The decision about who will care for your child is deeply personal. Every working parent should be able to choose care that works for their family and helps their child thrive. For too many parents, high quality care is hard to find and hard to afford.
Families across Washington struggle to afford the high cost of child care
. For some low- and moderate-income working families, Working Connections Child Care
helps. It's a state program (with federal funds) that pays a portion of child care costs, but it doesn't cover the cost of care. As a result, few providers serve families that use Working Connections. Many of those who do limit the number of spots. That means fewer options for families and babies.
Increasing reimbursement rates will help families, support healthy kids, and support gender and racial equity.

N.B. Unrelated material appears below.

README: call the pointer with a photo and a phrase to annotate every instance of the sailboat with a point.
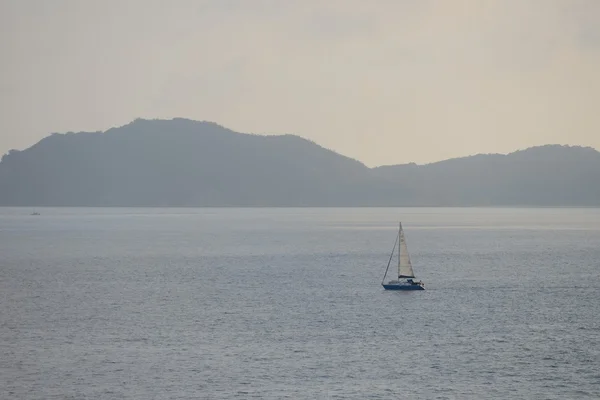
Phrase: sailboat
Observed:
(406, 276)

Lack of investment in high quality care contributes to the low wages paid to those who do this important work. Over 90% of early child educators (which includes child care providers) are women. Many are parents struggling to get by as well.
Racial inequity in the U.S. reduces the income and the wealth of families of color, especially African-American, Latino and American Indian families. Those inequities are caused both by historical racist policies that denied opportunities for income and wealth, and by current racist policies and practices in education, employment, home ownership, health care and more. Those inequities mean the burden of the high cost of child care sits heavily on working families of color.
We can do better.
Every member of our youngest generation deserves high quality, culturally and linguistically responsive early learning opportunities that help them have a great childhood and grow up strong.